A Survey on Transfer Learning

Abstract
Introduction
Overview
1. Brief history
2. Notation & Definition
3. Categorization
Inductive TL ( different TASK )
Transductive TL ( different DOMAIN )
Unsupervised TL
Transfer Bounds & Negative Transfer

0. Abstract

common assumption : TRAIN data & TEST data have “SAME feature space”

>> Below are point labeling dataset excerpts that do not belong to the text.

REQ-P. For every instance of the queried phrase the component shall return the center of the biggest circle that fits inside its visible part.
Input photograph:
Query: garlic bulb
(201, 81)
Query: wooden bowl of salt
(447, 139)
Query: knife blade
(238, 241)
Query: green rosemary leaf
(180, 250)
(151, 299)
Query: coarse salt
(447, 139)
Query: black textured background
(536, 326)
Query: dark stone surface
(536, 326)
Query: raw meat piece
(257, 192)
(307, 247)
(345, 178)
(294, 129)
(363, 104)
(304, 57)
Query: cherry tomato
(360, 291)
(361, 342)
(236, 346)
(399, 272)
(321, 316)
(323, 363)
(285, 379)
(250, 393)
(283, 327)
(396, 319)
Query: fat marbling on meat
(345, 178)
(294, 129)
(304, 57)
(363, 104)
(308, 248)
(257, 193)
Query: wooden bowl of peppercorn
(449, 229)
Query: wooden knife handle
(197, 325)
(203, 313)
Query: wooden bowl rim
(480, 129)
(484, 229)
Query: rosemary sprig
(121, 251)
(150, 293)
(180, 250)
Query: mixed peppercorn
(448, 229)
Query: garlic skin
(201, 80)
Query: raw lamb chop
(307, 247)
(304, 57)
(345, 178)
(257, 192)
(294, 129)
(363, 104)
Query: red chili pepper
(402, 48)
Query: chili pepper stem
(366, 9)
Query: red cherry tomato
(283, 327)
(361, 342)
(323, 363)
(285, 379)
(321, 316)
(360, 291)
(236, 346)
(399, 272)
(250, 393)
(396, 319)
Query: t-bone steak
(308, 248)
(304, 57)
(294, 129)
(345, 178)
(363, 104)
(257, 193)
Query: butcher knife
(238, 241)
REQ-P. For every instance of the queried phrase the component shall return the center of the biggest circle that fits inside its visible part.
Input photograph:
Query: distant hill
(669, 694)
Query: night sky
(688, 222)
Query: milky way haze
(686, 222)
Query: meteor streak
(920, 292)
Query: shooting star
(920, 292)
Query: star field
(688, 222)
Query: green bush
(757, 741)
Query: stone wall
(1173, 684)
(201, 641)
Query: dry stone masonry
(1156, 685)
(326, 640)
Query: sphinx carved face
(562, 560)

\(\rightarrow\) not in the real world!
“Knowledge Transfer” is needed!
This paper focuses on….
- 1) Transfer learning for CLASSIFICATION
- 2) Transfer learning for REGRESSION
- 3) Transfer learning for CLUSTERING
Also, discuss about the relationship between..
- Domain Adaptation, Multi-task Learning, Sample Selection Bias, Covariate Shift

1. Introduction

Traditional models

when distn of data changes \(\rightarrow\) “rebuild model FROM SCRATCH”
need of Knowledge Transfer ( Transfer Learning )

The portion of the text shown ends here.